I’ve witnessed several workshops/keynotes/speaking gigs in the last few weeks that have had a bunch of “checking in” questions. You know the type:
- Are you with me?
- You follow me?
- Does that make sense?
- Is everybody doing OK?
and the cricket inducing
- Any questions?
We had a corollary of this sort of thing before with questions of understanding. They’re all cut from the same cloth. And in the talks I witnessed, they happened DOZENS of times in a short span.
Two main problems:
- There is no real answer to the question.
What do we realistically expect our audiences to do when asked such questions? Stop us and shout out, “No, I’ve been dozing for some time now. Could you repeat everything you said since ‘OK, let’s get started.’’”? This is further exacerbated (OK, my day is complete – I used the word exacerbated) by the fact that none of the speakers I watched gave any time to actually answer the question. This is probably because aren’t really interested if the audience is with them. It’s just a filler pause as they collect their thoughts. And thus should be eliminated entirely. Are you with me?
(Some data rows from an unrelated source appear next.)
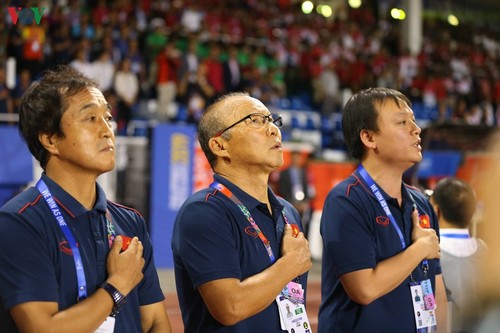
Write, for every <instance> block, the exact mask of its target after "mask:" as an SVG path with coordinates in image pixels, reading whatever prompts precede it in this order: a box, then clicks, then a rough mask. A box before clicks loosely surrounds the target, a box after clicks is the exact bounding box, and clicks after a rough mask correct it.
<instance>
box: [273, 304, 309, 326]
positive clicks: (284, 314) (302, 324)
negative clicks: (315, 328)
mask: <svg viewBox="0 0 500 333" xmlns="http://www.w3.org/2000/svg"><path fill="white" fill-rule="evenodd" d="M276 303H277V304H278V309H279V314H280V323H281V329H282V330H286V331H287V332H289V333H311V325H310V323H309V318H307V313H306V308H305V306H304V304H303V303H296V302H292V301H291V300H290V299H288V298H286V297H285V296H283V295H282V294H280V295H278V297H276Z"/></svg>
- We should already know the answer.
Shouldn’t we already know if the audience is with us? If we as speakers are even marginally tuned in to our audience, we should see the curious looks, the confused expressions, and the dozing off. When that happens, it’s up to us to engage them. GOOD questions are one way. But simple delivery skills and a change of tone, position, or rate could do the trick.
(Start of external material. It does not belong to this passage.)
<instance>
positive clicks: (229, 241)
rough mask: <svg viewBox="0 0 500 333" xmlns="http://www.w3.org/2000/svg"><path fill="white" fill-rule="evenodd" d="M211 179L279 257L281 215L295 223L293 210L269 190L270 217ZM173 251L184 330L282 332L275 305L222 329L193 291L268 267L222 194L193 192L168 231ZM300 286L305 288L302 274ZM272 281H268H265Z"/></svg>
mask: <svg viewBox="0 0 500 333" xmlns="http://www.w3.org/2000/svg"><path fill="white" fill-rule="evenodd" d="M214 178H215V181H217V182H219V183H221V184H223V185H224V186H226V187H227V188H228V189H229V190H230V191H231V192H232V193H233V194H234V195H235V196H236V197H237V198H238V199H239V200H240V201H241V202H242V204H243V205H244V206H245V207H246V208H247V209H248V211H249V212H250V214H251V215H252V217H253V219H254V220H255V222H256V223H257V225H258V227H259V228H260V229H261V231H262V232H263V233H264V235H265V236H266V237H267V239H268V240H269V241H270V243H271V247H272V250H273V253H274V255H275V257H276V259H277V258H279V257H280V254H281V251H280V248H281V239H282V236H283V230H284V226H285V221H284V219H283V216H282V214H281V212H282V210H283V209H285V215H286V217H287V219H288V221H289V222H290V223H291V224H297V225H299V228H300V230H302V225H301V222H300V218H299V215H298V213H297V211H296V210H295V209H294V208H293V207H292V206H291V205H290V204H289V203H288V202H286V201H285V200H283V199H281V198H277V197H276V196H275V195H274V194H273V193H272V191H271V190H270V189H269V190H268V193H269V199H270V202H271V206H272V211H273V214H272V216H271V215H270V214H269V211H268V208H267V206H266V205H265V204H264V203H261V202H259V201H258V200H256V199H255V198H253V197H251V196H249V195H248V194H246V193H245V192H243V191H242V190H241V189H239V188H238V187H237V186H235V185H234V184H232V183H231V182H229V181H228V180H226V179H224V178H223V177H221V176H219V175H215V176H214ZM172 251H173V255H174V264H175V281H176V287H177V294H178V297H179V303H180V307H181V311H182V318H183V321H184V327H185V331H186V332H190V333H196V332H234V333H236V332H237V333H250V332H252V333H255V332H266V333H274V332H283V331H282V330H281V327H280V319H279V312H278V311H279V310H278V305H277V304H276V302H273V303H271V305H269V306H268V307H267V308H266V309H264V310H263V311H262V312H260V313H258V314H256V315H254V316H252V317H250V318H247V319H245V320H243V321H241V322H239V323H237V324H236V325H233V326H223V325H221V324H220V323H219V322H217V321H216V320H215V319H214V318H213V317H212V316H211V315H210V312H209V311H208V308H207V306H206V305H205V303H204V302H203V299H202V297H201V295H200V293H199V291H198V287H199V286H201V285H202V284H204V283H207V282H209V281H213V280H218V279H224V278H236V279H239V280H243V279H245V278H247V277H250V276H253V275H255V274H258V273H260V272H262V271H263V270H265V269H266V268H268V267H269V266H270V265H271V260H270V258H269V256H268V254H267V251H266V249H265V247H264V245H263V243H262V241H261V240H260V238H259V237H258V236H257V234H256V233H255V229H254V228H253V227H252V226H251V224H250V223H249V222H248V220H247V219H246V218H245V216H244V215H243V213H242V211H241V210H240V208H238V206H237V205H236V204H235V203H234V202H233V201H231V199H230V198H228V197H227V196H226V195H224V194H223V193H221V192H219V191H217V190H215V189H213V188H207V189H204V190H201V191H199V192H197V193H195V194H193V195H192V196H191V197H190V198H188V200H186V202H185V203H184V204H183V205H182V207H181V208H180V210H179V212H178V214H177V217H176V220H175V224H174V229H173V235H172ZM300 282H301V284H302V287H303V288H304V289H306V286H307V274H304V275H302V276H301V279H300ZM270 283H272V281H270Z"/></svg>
If you need to check in with the audience, or have them check in with you, by all means do it. But do it in a way that engages them, not just makes them feel that they’re dumb if they can’t keep up. And if the questions repeats more than twice, it’s probably not a real question at all, but just filler and a bad habit we should eliminate.
Ask questions for understanding, not answer-less questions that are really just pauses in disguise.